/LMKE

Code for the paper 'Language Models as Knowledge Embeddings'

Primary LanguagePython

Language Models as Knowledge Embeddings

Source code for the paper Language Models as Knowledge Embeddings

Notice

[June 2023] We recently identified a data leakage issue in our code that, during prediction, we inadvertently leaked degree information about the entities to be predicted.

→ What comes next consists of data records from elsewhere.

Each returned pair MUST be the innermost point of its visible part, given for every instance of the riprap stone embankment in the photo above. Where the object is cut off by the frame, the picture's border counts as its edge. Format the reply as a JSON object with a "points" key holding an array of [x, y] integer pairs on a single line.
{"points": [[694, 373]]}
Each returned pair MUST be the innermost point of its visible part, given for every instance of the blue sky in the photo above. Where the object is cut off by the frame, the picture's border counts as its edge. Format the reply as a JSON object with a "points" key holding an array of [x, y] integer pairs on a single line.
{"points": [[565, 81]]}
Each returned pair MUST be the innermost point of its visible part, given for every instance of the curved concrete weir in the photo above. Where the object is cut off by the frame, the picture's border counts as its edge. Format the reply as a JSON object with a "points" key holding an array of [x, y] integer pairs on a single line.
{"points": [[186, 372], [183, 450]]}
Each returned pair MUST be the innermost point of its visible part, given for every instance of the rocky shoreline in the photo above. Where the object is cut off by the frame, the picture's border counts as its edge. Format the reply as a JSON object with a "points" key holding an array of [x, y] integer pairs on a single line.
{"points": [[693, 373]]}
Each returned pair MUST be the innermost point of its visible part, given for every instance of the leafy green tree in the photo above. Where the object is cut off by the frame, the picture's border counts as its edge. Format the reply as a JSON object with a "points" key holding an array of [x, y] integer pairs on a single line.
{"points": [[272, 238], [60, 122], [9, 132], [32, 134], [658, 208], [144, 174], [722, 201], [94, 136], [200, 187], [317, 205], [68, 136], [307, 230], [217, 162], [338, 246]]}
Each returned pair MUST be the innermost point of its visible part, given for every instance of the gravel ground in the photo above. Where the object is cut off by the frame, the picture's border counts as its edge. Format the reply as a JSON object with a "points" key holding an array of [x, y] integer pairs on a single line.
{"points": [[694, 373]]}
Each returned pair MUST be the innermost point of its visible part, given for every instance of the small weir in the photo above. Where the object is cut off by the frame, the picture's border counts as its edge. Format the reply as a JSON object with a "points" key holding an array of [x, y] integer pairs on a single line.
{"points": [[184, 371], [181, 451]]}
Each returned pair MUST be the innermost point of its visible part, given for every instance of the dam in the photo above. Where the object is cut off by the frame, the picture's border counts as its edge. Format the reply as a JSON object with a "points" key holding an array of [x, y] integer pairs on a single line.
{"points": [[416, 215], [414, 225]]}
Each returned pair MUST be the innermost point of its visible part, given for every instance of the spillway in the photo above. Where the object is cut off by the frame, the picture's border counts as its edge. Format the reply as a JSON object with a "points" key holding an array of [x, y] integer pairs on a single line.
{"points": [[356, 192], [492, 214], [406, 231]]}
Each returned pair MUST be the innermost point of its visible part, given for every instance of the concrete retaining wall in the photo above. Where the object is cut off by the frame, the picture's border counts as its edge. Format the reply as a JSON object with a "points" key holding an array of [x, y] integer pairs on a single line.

This unintentionally provided a shortcut for the model, which affected the experimental results to some extent. We have fixed this issue and re-conducted our experiments, and updated the paper accordingly. The revised results do not impact the majority of the paper's conclusions and contributions. The method continues to achieve state-of-the-art (SOTA) performance on the WN18RR, FB13, and WN11 datasets, compared to previous works. However, on the FB15k-237 dataset, the model's performance has declined to a certain extent and underperforms state-of-the-art structured-based methods. We sincerely apologize for this error.

Updated Results:

WN18RR

Methods MR MRR Hits@1 Hits@3 Hits@10
TransE 2300 0.243 0.043 0.441 0.532
DistMult 5110 0.430 0.390 0.440 0.490
ComplEx 5261 0.440 0.410 0.460 0.510
RotatE 3340 0.476 0.428 0.492 0.571
TuckER - 0.470 0.443 0.482 0.526
HAKE - 0.497 0.452 0.516 0.582
CoKE - 0.484 0.450 0.496 0.553
---------------------------------------- ---- ----- -------- -------- ---------
Pretrain-KGE_TransE 1747 0.235 - - 0.557
KG-BERT 97 0.216 0.041 0.302 0.524
StAR_BERT-base 99 0.364 0.222 0.436 0.647
MEM-KGC_BERT-base_(w/o EP) - 0.533 0.473 0.570 0.636
MEM-KGC_BERT-base_(w/ EP) - 0.557 0.475 0.604 0.704
C-LMKE_BERT-base 79 0.619 0.523 0.671 0.789

FB15k-237

Methods MR MRR Hits@1 Hits@3 Hits@10
TransE 323 0.279 0.198 0.376 0.441
DistMult 254 0.241 0.155 0.263 0.419
ComplEx 339 0.247 0.158 0.275 0.428
RotatE 177 0.338 0.241 0.375 0.533
TuckER - 0.358 0.266 0.394 0.544
HAKE - 0.346 0.250 0.381 0.542
CoKE - 0.364 0.272 0.400 0.549
---------------------------------------- ---- ----- -------- -------- ---------
Pretrain-KGE_TransE 162 0.332 - - 0.529
KG-BERT 153 - - - 0.420
StAR_BERT-base 136 0.263 0.171 0.287 0.452
MEM-KGC_BERT-base_(w/o EP) - 0.339 0.249 0.372 0.522
MEM-KGC_BERT-base_(w/ EP) - 0.346 0.253 0.381 0.531
C-LMKE_BERT-base 141 0.306 0.218 0.331 0.484

Requirements

  • PyTorch version >= 1.7.1
  • NumPy version >= 1.19.5
  • transformers
  • tqdm
  • Python version >= 3.6

Usage

Run main.py to train or test our models.

An example for training for triple classification:

python main.py --batch_size 16 --plm bert --data wn18rr --task TC

An example for training for link prediction:

python main.py --batch_size 16 --plm bert --contrastive --self_adversarial --data wn18rr --task LP 

The arguments are as following:

  • --bert_lr: learning rate of the language model.
  • --model_lr: learning rate of other parameters.
  • --batch_size: batch size used in training.
  • --weight_decay: weight dacay used in training.
  • --data: name of the dataset. Choose from 'fb15k-237', 'wn18rr', 'fb13' and 'umls'.
  • --plm: choice of the language model. Choose from 'bert' and 'bert_tiny'.
  • --load_path: path of checkpoint to load.
  • --load_epoch: load the checkpoint of a specific epoch. Use with --load_metric.
  • --load_metric: use with --load_epoch.
  • --link_prediction: run link prediction evaluation after loading a checkpoint.
  • --triple_classification: run triple classification evaluation after loading a checkpoint.
  • --self_adversarial: use self-adversarial negative sampling for efficient KE learning.
  • --contrastive: use contrastive LMKE.
  • --task: specify the task. Choose from 'LP' (link prediction) and 'TC' (triple classification).

Datasets

The datasets are put in the folder 'data', including fb15k-237, WN18RR, FB13 and umls.